The whereabouts of the tiger, which was seen outside a home Sunday, were not known Monday night, Houston police tweeted.
Earlier Monday, police Commander Ron Borza said that when police responded to reports about the animal, its owner “put the tiger in a white SUV and drove off.”
“There was a brief pursuit, and the man got away with the tiger,” Borza said then.
Victor Hugo Cuevas, 26, was charged with felony evading arrest, and Monday night police said he was in custody.
He was arrested at his parents’ house in Richmond and had planned to surrender, his attorney, Michael Elliott, told NBC affiliate KPRC of Houston.
He told NBC News that Cuevas is not the owner of the tiger but may know who is and was working to help authorities find the animal. He said Cuevas does not own a white SUV and did not evade police.
“They’re trying to connect the dots and say that because he’s the one who caught it, he must be the one who owns it and who is responsible for it,” Elliott said.
“Everybody wants to find the tiger. We want to find the tiger, we want to help,” the attorney said.
Cuevas is free on bond in a murder case filed in 2017 in neighboring Fort Bend County. Elliott said the incident was a shooting outside a restaurant and that Cuevas was acting in self-defense.
There have been no injuries related to the tiger reported. It is against city ordinance to have a tiger in Houston, which is a misdemeanor, Borza said.

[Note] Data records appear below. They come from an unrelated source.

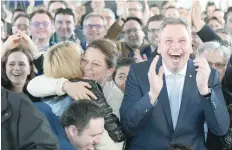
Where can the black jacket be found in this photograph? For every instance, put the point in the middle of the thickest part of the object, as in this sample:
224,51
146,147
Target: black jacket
23,126
112,123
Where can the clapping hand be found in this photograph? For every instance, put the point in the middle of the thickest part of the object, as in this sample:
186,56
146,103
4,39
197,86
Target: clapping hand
203,73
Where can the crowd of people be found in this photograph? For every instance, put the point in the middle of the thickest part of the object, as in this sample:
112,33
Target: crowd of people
141,77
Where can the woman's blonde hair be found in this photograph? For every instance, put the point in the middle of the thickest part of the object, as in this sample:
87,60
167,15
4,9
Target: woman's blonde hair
63,61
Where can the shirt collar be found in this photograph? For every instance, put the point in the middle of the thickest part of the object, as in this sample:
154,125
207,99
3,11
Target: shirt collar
168,73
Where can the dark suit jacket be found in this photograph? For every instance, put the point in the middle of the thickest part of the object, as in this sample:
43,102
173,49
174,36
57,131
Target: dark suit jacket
150,127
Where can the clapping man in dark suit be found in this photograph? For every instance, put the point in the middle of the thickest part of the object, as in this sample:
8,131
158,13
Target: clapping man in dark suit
168,99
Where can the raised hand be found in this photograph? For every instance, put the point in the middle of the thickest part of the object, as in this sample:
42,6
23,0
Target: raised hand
12,42
155,80
203,73
78,90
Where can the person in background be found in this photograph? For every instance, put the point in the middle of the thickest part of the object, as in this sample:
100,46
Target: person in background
153,26
22,23
41,28
179,147
210,8
217,56
84,130
64,23
171,12
94,28
214,23
109,16
154,9
53,5
228,20
134,40
16,112
17,12
121,72
165,4
17,70
225,35
97,5
219,14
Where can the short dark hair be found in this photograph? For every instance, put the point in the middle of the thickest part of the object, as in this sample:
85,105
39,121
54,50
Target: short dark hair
54,1
210,4
65,11
212,18
123,61
218,10
41,11
229,10
20,16
154,5
6,83
80,113
170,7
156,18
164,3
178,147
18,9
109,49
135,19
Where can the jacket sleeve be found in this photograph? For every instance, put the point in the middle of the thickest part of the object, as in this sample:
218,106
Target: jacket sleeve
42,86
112,123
215,110
136,107
34,129
207,34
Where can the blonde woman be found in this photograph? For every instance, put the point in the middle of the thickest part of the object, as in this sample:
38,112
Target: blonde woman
63,61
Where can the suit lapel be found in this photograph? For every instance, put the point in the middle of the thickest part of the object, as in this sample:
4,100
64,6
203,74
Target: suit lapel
163,98
190,79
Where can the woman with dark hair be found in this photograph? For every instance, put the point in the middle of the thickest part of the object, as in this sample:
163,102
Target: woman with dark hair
17,70
65,71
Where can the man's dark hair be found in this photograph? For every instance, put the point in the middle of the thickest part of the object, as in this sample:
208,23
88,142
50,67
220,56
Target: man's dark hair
229,10
212,18
54,1
65,11
178,147
210,4
18,9
155,18
164,3
170,7
20,16
218,10
154,5
135,19
80,113
123,61
41,11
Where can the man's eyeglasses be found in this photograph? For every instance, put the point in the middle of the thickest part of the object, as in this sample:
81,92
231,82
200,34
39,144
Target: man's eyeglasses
134,30
97,26
217,65
153,31
37,24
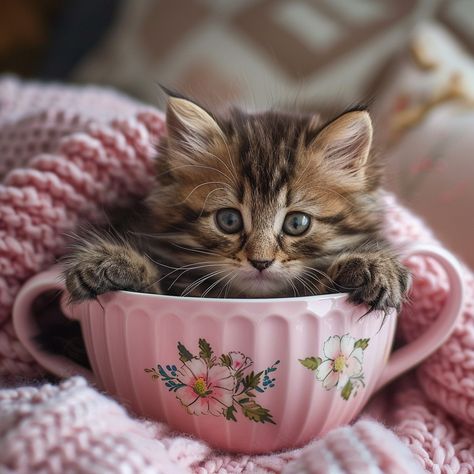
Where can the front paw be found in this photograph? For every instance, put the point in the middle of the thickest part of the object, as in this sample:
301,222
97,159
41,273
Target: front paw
380,281
96,269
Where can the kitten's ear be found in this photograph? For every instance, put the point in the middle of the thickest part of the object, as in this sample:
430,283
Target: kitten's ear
188,122
345,142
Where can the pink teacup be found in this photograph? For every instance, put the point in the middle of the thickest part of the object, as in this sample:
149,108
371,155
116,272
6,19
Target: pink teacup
246,375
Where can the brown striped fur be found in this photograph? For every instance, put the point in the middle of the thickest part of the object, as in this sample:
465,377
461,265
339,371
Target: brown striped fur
265,165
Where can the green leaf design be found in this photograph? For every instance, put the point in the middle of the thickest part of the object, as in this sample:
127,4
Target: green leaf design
184,354
252,380
229,413
226,360
362,343
347,390
311,363
205,351
255,412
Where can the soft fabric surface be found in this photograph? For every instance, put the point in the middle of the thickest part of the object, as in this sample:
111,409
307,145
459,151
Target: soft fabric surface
73,160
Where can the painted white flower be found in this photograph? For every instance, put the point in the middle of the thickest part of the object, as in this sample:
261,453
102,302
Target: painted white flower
239,361
342,362
207,390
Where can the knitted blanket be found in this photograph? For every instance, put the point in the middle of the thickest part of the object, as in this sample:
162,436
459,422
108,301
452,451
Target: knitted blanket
67,153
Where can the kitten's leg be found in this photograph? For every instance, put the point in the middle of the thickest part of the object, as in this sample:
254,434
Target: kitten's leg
100,266
372,275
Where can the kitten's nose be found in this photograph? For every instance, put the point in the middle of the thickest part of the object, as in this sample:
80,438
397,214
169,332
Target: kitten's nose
261,264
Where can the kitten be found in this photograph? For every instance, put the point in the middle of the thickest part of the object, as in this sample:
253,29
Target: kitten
251,205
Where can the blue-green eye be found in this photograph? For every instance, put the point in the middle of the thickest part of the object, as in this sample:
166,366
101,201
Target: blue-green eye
296,223
229,220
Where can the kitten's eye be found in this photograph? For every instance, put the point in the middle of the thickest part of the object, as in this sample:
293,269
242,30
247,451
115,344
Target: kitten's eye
296,223
229,220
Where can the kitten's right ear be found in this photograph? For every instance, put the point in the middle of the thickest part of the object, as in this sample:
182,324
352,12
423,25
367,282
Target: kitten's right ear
190,124
346,141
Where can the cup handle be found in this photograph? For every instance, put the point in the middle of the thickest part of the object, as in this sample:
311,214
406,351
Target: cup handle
27,328
413,353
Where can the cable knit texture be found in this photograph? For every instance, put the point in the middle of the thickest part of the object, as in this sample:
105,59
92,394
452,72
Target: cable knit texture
66,153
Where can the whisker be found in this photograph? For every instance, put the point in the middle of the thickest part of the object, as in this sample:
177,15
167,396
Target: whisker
200,281
214,285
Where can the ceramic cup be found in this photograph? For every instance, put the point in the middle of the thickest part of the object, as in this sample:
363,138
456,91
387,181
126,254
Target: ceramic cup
245,375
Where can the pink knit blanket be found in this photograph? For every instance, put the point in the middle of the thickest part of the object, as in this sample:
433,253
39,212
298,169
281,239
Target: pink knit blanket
65,154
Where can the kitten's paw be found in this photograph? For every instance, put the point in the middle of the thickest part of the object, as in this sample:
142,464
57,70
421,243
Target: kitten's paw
95,269
380,281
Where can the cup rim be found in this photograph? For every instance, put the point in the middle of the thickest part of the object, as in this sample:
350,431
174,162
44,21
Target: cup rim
211,300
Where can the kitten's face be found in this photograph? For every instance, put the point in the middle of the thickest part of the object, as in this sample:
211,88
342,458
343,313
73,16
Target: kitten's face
252,204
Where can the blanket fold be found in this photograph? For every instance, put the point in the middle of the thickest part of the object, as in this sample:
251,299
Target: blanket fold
66,153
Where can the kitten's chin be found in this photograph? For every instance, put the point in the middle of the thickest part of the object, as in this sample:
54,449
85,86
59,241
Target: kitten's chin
259,286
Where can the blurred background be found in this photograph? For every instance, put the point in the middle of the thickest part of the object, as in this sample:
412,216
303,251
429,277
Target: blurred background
312,52
410,60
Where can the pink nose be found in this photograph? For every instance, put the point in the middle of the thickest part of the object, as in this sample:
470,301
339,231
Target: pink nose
261,264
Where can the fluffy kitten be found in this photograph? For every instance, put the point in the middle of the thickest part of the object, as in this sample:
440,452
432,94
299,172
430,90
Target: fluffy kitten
251,205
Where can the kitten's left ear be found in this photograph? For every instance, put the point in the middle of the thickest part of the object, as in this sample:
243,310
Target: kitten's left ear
345,142
189,122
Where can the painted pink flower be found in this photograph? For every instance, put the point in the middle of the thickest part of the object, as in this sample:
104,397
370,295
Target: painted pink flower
239,361
342,362
207,390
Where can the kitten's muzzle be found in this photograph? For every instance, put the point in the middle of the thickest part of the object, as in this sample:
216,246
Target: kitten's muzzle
261,264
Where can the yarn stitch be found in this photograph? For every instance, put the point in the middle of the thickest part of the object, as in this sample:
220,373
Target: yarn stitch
66,153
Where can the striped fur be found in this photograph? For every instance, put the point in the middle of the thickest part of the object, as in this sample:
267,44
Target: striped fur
265,166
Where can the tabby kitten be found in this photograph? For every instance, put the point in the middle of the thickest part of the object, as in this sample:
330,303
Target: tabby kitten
251,205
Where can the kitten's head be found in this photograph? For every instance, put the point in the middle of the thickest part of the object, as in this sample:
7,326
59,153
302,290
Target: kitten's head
258,200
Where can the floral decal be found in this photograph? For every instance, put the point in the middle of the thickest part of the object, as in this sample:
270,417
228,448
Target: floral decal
219,386
341,367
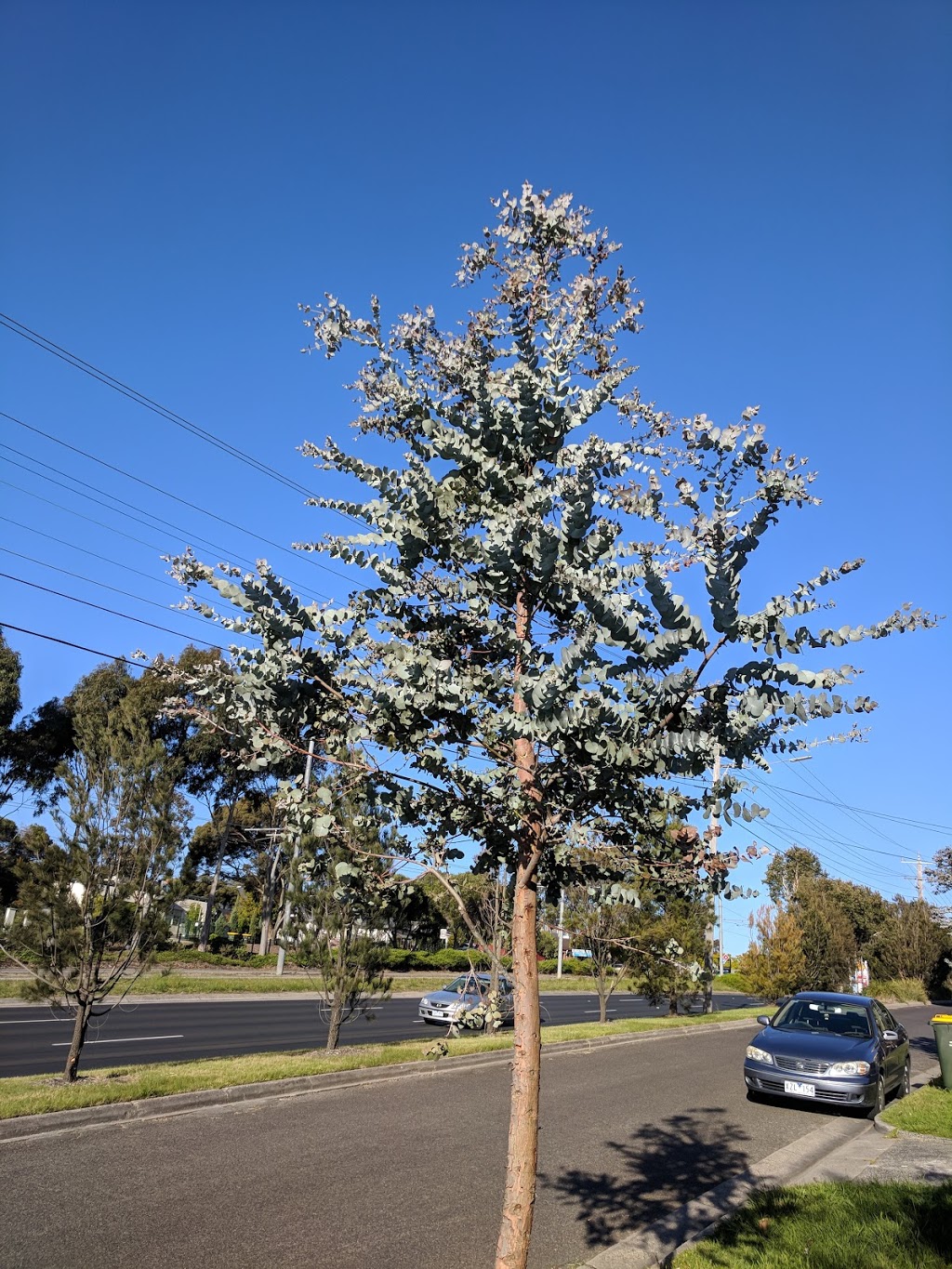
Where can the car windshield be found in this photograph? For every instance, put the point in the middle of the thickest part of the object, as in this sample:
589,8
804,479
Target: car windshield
468,984
824,1018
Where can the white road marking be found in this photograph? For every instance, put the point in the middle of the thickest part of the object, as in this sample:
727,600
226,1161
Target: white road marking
25,1022
124,1039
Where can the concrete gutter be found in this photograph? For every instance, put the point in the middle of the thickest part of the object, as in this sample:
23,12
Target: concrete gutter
831,1153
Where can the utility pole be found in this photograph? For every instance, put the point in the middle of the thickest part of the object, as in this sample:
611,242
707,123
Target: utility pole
709,928
309,768
919,886
562,932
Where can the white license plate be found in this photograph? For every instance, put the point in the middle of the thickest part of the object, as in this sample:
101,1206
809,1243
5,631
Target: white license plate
803,1091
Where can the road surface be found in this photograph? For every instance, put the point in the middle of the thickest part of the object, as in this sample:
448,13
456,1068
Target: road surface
34,1039
403,1172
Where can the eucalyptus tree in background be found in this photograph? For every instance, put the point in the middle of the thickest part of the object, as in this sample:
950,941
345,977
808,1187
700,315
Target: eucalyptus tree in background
93,906
521,661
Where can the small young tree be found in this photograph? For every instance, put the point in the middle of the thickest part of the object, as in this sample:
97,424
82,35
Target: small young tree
337,905
94,906
603,929
521,650
669,952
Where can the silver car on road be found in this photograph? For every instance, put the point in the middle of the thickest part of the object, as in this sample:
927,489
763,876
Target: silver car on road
468,991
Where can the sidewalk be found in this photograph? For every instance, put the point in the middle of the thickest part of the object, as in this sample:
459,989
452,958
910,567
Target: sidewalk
830,1154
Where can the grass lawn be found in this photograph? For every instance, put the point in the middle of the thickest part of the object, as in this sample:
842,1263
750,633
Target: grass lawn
34,1094
927,1111
833,1226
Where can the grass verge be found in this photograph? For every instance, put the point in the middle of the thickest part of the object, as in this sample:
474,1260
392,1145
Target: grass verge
878,1226
37,1094
191,984
927,1111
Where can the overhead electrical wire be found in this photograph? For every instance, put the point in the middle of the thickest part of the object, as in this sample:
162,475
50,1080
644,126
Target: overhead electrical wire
104,585
77,364
101,608
165,493
112,504
66,642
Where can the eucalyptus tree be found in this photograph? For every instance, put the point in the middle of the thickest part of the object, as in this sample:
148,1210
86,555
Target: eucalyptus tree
521,661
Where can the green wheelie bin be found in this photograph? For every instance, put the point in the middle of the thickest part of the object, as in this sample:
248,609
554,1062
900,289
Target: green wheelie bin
942,1029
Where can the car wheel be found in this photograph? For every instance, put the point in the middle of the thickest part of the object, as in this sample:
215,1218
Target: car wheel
906,1081
879,1103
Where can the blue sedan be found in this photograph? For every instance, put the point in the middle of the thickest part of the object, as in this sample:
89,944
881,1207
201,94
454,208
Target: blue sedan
822,1046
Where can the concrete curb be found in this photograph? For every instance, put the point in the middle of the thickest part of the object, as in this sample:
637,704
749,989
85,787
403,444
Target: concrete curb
183,1103
830,1153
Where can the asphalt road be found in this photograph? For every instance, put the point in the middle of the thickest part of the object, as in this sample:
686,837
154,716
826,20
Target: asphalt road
33,1039
403,1172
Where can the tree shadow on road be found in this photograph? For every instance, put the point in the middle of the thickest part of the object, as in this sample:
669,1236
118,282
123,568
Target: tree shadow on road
659,1169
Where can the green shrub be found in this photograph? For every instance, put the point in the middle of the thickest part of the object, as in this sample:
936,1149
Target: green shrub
570,965
904,990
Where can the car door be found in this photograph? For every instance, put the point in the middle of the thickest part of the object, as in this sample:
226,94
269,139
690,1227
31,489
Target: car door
893,1050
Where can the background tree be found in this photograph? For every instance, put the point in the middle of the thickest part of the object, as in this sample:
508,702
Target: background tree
774,963
913,945
32,749
602,928
96,905
669,949
786,872
337,905
522,651
827,942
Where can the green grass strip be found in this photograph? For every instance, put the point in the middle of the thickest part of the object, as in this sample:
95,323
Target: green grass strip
829,1226
928,1111
37,1094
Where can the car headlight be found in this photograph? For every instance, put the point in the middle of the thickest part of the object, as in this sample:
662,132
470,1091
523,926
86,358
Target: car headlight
848,1069
760,1054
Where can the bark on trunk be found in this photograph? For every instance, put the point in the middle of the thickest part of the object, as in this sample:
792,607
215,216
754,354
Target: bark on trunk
79,1037
513,1247
337,1011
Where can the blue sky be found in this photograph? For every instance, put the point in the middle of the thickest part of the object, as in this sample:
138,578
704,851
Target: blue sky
180,176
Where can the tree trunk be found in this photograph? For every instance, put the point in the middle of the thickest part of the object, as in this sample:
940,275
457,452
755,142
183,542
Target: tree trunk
214,887
337,1011
520,1195
520,1200
79,1037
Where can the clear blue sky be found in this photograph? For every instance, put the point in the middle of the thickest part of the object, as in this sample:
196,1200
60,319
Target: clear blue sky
178,177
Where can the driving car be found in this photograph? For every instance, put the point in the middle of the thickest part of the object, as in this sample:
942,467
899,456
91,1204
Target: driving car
468,991
824,1046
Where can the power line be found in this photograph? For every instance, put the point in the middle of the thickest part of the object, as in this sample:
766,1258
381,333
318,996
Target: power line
77,364
82,647
101,608
91,581
164,493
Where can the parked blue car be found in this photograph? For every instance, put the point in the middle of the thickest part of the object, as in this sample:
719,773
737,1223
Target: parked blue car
823,1046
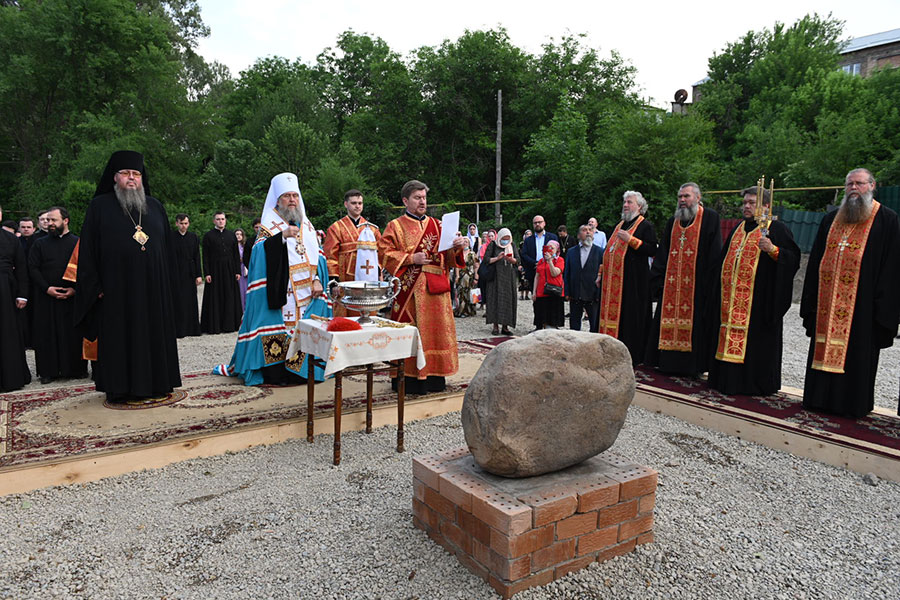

After the tiger was spotted in the neighborhood Sunday, an off-duty sheriff’s deputy confronted the owner who took the animal and led back it inside the house, Borza said.
Video published by KPRC showed the deputy with his gun, and a man taking the tiger inside.
A neighbor told the station that the man said to not shoot the tiger, which was his, and that he kissed the tiger on the head and led it inside by its collar.
“We have plenty of places we can take that tiger and keep it safe and give it a home for the rest of his life,” Borza said earlier Monday.
He said in addition to possible danger to people, if the tiger got loose it could be harmed, such as being shot.
“We don’t want to see that. It’s not the animal’s fault, it’s the breeder’s fault,” he said. “It’s unacceptable, it shouldn’t be happening at all.”
It is not the first time someone has kept a tiger in Houston.
In 2019, someone who went into an abandoned home to smoke marijuana found a caged tiger in a garage.